Physiological impacts on alkenone paleothermometry

[1] We conducted isothermal (15degreesC) batch culture experiments with the coccolithophorid Emiliania huxleyi (strain NEPCC 55a) to evaluate the extent to which nutrient and light stress contribute to variability in the alkenone unsaturation index U-37(K'). Alkenone content and composition were constant throughout exponential growth in both experiments when nutrients (nitrate and orthophosphate) were replete. Stationary phase (nutrient-starved) cells continued to produce alkenones, amassing concentrations (SigmaAlk) greater than or equal to 3 times higher than those dividing exponentially (1.5-2 pg cel(-1)), and the U-37(K') of excess'' alkenone dropped by 0.11 units. In contrast, 5 days of continuous darkness resulted in a 75% decrease in cellular SigmaAlk and a significant U-37(K') increase (+0.11 units). Given an established 0.034 unit/degreesC response for exponentially growing cells of this strain, the observed range of U-37(K') variability at 15degreesC corresponds to an uncertainty of +/-3.2degreesC in predicted growth temperature.

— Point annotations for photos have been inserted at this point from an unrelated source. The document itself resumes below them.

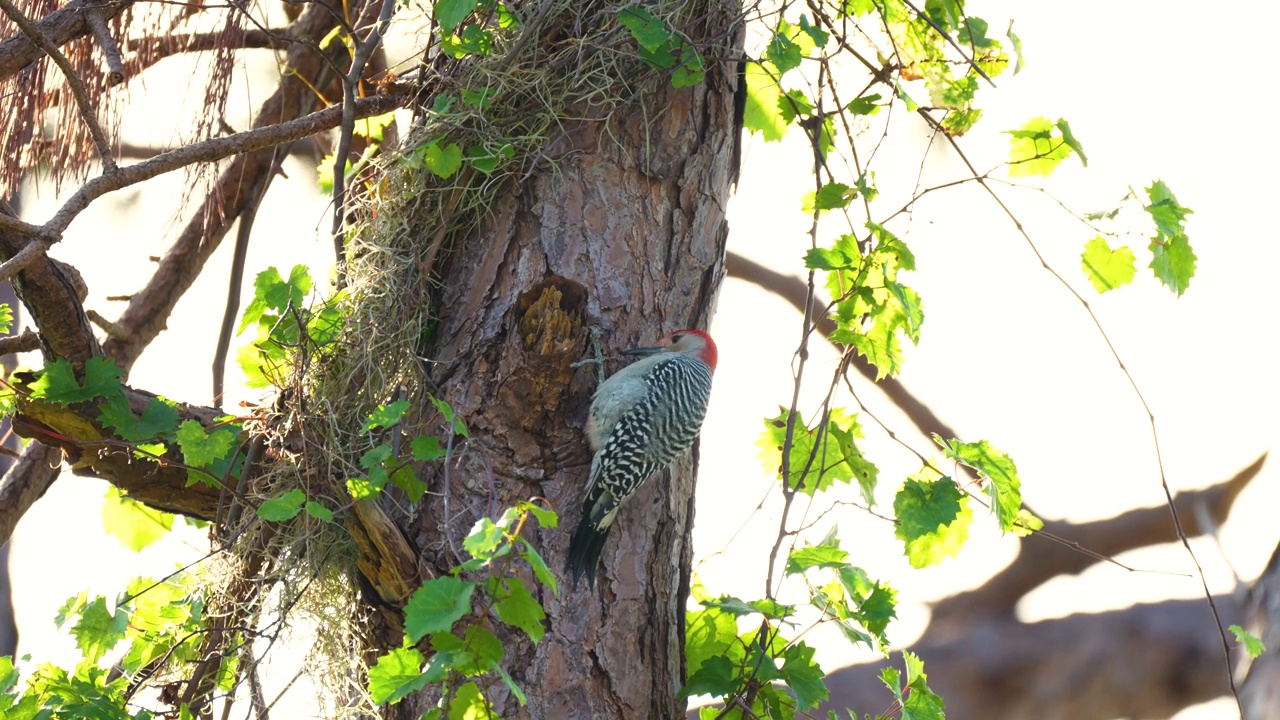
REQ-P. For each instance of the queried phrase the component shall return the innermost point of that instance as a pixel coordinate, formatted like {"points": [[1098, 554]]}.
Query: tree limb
{"points": [[1041, 559], [794, 291], [59, 27]]}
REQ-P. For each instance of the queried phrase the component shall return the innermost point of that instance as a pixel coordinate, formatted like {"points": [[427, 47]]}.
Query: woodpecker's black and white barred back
{"points": [[641, 419]]}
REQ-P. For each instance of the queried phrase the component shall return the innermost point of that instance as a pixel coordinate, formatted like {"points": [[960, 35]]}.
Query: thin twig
{"points": [[237, 278], [24, 342], [108, 326], [73, 81], [13, 224], [110, 49], [211, 150], [952, 42], [22, 259], [1137, 391], [350, 90]]}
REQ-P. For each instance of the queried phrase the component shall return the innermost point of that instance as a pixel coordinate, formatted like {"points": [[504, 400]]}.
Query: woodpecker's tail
{"points": [[584, 550]]}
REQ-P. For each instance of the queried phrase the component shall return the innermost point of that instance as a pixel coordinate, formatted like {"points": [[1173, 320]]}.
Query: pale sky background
{"points": [[1152, 90]]}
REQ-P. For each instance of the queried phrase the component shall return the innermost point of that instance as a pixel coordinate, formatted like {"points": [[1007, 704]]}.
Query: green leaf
{"points": [[1173, 259], [803, 675], [1036, 149], [833, 195], [484, 538], [973, 32], [319, 511], [426, 449], [396, 675], [1069, 139], [784, 53], [647, 30], [451, 13], [1107, 269], [1165, 209], [826, 555], [132, 523], [734, 606], [1251, 642], [762, 113], [922, 702], [865, 105], [691, 68], [912, 105], [58, 382], [819, 36], [933, 520], [959, 122], [283, 507], [819, 456], [435, 606], [201, 449], [407, 481], [449, 417], [516, 606], [1174, 263], [474, 40], [545, 516], [794, 104], [99, 629], [716, 677], [711, 633], [159, 418], [1005, 488], [1018, 48], [373, 126], [385, 415], [540, 570], [470, 703], [443, 162]]}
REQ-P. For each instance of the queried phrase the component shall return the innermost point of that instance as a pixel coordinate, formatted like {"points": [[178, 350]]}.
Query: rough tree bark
{"points": [[627, 236]]}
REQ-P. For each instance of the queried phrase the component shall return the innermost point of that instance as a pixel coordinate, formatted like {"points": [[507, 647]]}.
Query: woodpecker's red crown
{"points": [[693, 342]]}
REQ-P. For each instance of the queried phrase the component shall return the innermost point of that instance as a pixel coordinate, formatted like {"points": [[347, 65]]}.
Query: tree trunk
{"points": [[624, 235]]}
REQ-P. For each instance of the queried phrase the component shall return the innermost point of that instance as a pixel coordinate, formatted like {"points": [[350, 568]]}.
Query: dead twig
{"points": [[73, 81]]}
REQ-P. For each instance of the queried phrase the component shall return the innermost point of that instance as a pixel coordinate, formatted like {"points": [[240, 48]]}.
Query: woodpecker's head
{"points": [[691, 342]]}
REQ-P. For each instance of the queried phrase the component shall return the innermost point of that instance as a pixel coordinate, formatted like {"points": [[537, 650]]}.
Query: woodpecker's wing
{"points": [[648, 437]]}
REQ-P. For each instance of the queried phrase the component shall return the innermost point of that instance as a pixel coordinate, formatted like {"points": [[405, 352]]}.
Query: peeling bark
{"points": [[625, 236]]}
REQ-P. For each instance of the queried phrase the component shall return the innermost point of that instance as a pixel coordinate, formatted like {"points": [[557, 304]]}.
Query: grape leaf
{"points": [[933, 520], [1107, 269], [435, 606], [396, 675]]}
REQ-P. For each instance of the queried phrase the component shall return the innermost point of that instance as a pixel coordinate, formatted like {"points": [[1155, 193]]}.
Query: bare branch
{"points": [[1040, 560], [794, 291], [110, 49], [58, 28], [350, 91], [211, 150], [26, 482], [22, 259], [24, 342], [73, 81]]}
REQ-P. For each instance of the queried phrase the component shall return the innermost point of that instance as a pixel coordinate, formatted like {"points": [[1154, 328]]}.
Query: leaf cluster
{"points": [[439, 651]]}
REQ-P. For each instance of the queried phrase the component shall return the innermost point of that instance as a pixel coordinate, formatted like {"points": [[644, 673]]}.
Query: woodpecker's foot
{"points": [[599, 356]]}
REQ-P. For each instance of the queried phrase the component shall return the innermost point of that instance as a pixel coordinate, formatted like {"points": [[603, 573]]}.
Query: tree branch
{"points": [[1040, 559], [211, 150], [73, 81], [26, 482], [794, 291], [59, 27]]}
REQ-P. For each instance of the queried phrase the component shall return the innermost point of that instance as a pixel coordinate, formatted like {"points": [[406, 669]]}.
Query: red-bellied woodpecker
{"points": [[641, 419]]}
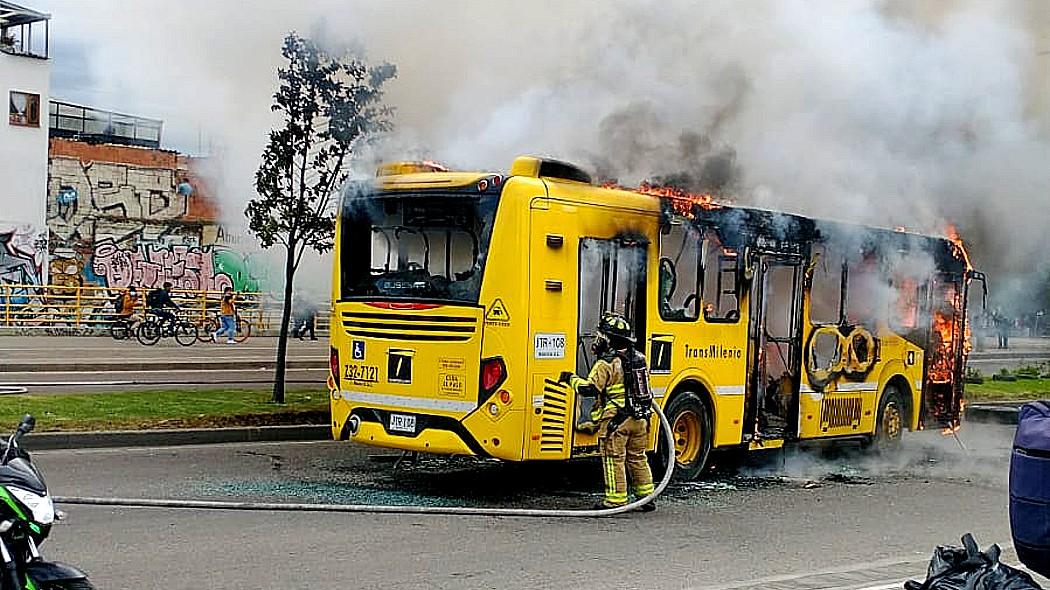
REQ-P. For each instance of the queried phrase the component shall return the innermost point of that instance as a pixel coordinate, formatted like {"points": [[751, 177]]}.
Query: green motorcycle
{"points": [[26, 515]]}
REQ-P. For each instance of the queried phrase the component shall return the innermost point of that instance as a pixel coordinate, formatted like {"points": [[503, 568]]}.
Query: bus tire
{"points": [[889, 421], [691, 423]]}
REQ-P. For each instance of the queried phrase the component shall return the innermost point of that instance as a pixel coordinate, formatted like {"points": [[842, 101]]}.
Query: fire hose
{"points": [[390, 509]]}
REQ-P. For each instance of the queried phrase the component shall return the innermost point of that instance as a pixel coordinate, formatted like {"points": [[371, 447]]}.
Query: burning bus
{"points": [[459, 297]]}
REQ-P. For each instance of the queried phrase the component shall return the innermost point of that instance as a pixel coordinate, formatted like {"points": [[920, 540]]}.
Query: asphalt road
{"points": [[799, 520], [57, 364]]}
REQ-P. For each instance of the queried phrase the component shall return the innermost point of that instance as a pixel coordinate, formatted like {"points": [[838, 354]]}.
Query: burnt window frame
{"points": [[843, 282], [635, 313], [737, 282], [697, 287], [32, 107]]}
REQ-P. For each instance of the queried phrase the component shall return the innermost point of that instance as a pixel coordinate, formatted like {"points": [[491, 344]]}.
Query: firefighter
{"points": [[623, 440]]}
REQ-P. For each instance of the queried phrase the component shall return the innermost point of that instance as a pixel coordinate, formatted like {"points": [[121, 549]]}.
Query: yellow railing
{"points": [[54, 306]]}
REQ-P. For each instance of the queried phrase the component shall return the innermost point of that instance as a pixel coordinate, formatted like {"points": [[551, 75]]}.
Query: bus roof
{"points": [[748, 224]]}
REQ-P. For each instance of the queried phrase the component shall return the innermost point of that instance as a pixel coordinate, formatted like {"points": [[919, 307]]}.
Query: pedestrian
{"points": [[306, 312], [623, 439], [1002, 329], [227, 316], [158, 300]]}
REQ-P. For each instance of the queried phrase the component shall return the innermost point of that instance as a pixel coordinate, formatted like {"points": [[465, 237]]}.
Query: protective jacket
{"points": [[605, 381]]}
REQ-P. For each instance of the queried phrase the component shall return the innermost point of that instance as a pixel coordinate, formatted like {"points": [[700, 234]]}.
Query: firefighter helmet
{"points": [[615, 328]]}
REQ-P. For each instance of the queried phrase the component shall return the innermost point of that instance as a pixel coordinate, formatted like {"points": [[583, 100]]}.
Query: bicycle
{"points": [[211, 324], [152, 329]]}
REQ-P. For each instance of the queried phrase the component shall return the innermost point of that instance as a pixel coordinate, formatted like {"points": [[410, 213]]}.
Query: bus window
{"points": [[825, 286], [612, 277], [720, 286], [679, 274], [429, 247], [867, 291], [905, 314]]}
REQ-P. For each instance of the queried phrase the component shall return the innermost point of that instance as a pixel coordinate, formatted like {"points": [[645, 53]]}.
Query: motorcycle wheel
{"points": [[148, 333], [209, 328], [186, 333], [68, 585]]}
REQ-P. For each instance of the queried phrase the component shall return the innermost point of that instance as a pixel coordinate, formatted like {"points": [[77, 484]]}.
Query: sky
{"points": [[893, 112]]}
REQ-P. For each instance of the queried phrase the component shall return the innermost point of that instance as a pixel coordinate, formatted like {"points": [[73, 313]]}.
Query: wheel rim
{"points": [[687, 437], [893, 421]]}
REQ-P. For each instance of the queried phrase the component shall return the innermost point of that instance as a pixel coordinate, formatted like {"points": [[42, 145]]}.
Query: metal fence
{"points": [[91, 309]]}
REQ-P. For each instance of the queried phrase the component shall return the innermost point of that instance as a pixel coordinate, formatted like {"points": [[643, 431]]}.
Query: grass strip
{"points": [[164, 409]]}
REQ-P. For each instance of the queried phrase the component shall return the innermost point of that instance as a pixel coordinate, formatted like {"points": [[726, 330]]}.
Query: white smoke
{"points": [[888, 112]]}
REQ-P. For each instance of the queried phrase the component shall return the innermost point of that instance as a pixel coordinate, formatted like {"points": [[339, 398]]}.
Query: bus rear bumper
{"points": [[444, 437]]}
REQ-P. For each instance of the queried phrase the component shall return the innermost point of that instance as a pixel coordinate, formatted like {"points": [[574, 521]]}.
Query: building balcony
{"points": [[24, 32], [102, 126]]}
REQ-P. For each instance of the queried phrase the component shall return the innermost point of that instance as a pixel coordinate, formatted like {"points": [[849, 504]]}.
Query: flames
{"points": [[681, 201]]}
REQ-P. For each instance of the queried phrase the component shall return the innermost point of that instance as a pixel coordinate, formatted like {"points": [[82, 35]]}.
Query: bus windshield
{"points": [[416, 246]]}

This level of variability matches that of the global U-37(K') annual mean sea surface temperature calibration for surface marine sediments, begging the question: What is the physiological condition of alkenone-producing cells exported to marine sediments? Comparison of our laboratory results for a strain of E. huxleyi isolated from the subarctic Pacific Ocean with depth profiles for alkenones in surface waters from two contrasting sites in the northeast Pacific Ocean suggests that the answer to this question depends on the ocean regime considered, a possibility with significant bearing on how stratigraphic U-37(K') records in marine sediments are to be interpreted paleoceanographically.